El tráfico de fentanilo parece haber dejado de ser la principal preocupación de Donald Trump respecto a México. El problema que hoy observaría Estados Unidos sería mucho más profundo: la posibilidad de que México avance hacia una crisis interna de violencia y captura institucional tan severa, que termine convirtiéndose en uno de los mayores focos de inestabilidad del continente.
Distintos análisis de seguridad han advertido durante años sobre el crecimiento económico, territorial y armamentístico de las organizaciones criminales mexicanas. El riesgo ya no radicaría únicamente en el narcotráfico, sino en la capacidad de ciertos grupos para sustituir funciones del Estado, controlar territorios, influir en gobiernos locales y establecer estructuras paralelas de poder.
De continuar el fortalecimiento financiero y operativo de organizaciones como el Cártel de Sinaloa y el Cártel Nueva Generación, México podría enfrentar en menos de una década un deterioro institucional sin precedentes. El escenario dejaría de tratarse exclusivamente de delincuencia organizada para transformarse en regiones completas bajo control criminal, con estructuras capaces de operar como poderes autónomos.
La preocupación aumenta cuando se observa la relación ambigua que durante años ha señalado parte de la opinión pública entre sectores políticos y grupos criminales. Cuando el poder busca sostenerse mediante acuerdos con intereses enfrentados, el equilibrio es temporal. Basta una fractura para desencadenar confrontaciones de gran escala entre organizaciones rivales, elevando la violencia a niveles imposibles de contener mediante instituciones debilitadas.
Información atribuida a entornos de inteligencia estadounidense habría advertido sobre escenarios donde México podría evolucionar hacia una crisis comparable con conflictos prolongados observados en otras regiones del mundo: desplazamientos masivos, pérdida del control territorial y una emergencia humanitaria que superaría fronteras. La preocupación no sería únicamente la seguridad mexicana, sino el impacto directo sobre Estados Unidos.

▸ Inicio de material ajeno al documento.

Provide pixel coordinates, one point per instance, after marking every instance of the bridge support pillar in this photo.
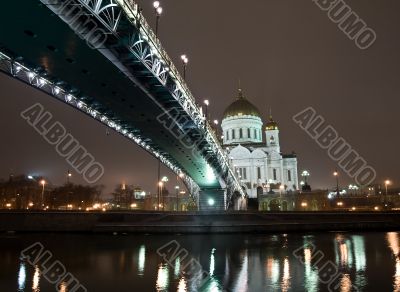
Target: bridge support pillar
(212, 200)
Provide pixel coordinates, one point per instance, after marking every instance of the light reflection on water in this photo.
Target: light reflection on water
(366, 261)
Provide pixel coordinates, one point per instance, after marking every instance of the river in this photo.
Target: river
(342, 261)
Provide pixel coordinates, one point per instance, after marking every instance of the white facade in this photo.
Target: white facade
(260, 165)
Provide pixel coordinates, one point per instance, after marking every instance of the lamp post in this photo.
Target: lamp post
(387, 182)
(185, 60)
(179, 176)
(305, 174)
(160, 185)
(177, 196)
(43, 183)
(336, 174)
(207, 103)
(69, 175)
(163, 181)
(158, 10)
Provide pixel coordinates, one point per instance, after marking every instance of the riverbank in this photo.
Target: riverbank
(194, 222)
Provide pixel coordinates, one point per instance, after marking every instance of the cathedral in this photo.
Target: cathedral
(258, 161)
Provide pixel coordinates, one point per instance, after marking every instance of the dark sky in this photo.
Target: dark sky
(289, 56)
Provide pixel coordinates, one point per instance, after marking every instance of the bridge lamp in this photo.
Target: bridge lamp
(43, 183)
(207, 103)
(185, 60)
(387, 182)
(305, 174)
(336, 174)
(158, 10)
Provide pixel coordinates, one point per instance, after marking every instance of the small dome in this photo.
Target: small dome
(241, 107)
(271, 124)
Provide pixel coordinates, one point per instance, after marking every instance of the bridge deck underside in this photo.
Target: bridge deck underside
(31, 31)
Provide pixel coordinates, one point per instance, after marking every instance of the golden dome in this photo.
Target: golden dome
(271, 124)
(241, 107)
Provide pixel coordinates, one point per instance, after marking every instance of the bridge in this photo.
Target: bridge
(102, 58)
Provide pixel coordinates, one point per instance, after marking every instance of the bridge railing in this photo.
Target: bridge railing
(132, 10)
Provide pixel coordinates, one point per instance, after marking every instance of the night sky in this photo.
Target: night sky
(289, 56)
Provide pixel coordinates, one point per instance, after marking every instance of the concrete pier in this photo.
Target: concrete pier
(205, 222)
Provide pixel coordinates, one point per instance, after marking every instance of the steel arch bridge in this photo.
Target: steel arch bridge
(102, 58)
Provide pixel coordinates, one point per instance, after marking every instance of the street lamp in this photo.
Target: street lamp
(158, 10)
(305, 174)
(163, 181)
(69, 175)
(185, 60)
(207, 103)
(336, 174)
(43, 183)
(387, 182)
(177, 197)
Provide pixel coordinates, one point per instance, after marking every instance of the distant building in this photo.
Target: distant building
(261, 166)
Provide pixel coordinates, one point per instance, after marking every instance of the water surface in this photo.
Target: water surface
(281, 262)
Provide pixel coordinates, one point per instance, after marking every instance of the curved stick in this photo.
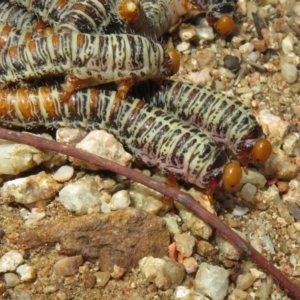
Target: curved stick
(179, 196)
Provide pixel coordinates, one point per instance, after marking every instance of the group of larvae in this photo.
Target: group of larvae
(73, 63)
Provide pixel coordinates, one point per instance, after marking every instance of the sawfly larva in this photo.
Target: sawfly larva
(92, 16)
(10, 35)
(88, 60)
(17, 16)
(227, 121)
(153, 17)
(153, 136)
(50, 11)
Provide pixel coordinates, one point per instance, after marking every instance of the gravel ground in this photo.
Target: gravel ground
(260, 71)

El cálculo resulta lógico. Compartir más de tres mil kilómetros de frontera con un país inmerso en una crisis de violencia extrema implicaría presión migratoria histórica, desestabilización económica y riesgos de seguridad nacional para Norteamérica. Millones de personas buscarían abandonar zonas controladas por violencia criminal, generando una de las mayores movilizaciones humanas del continente.
A ello se suma otro elemento delicado: los millones de mexicanos que residen en Estados Unidos convertirían cualquier crisis interna mexicana en un tema político doméstico para Washington. Abrir o cerrar fronteras dejaría de ser una decisión migratoria para convertirse en una discusión sobre estabilidad interna.
El impacto económico tampoco sería menor. México representa uno de los socios comerciales más importantes de Estados Unidos. Una caída institucional prolongada afectaría cadenas de suministro, inversiones y mercados regionales, extendiendo consecuencias hacia América Latina, Europa e incluso Asia. El narcotráfico dejaría de ser el problema principal; el verdadero riesgo sería el colapso de gobernabilidad.
La reacción del gobierno mexicano frente a diversos señalamientos recientes, así como la percepción internacional sobre posibles vínculos entre poder político y crimen organizado, ha incrementado cuestionamientos sobre la capacidad del Estado para enfrentar estas estructuras con independencia total. La duda ya no recae únicamente en la fuerza de los cárteles, sino en la fortaleza de las instituciones encargadas de combatirlos.
Porque si llega el momento en que las organizaciones criminales poseen mayor capacidad territorial, económica y de intimidación que el propio Estado, el problema deja de llamarse inseguridad. Comienza a llamarse pérdida de soberanía.
Quizá por eso, para Estados Unidos, el tema dejó de ser solamente el fentanilo hace tiempo. La preocupación podría estar concentrada en impedir que al Sur de su frontera se consolide un territorio donde la diferencia entre autoridad y poder criminal termine desapareciendo.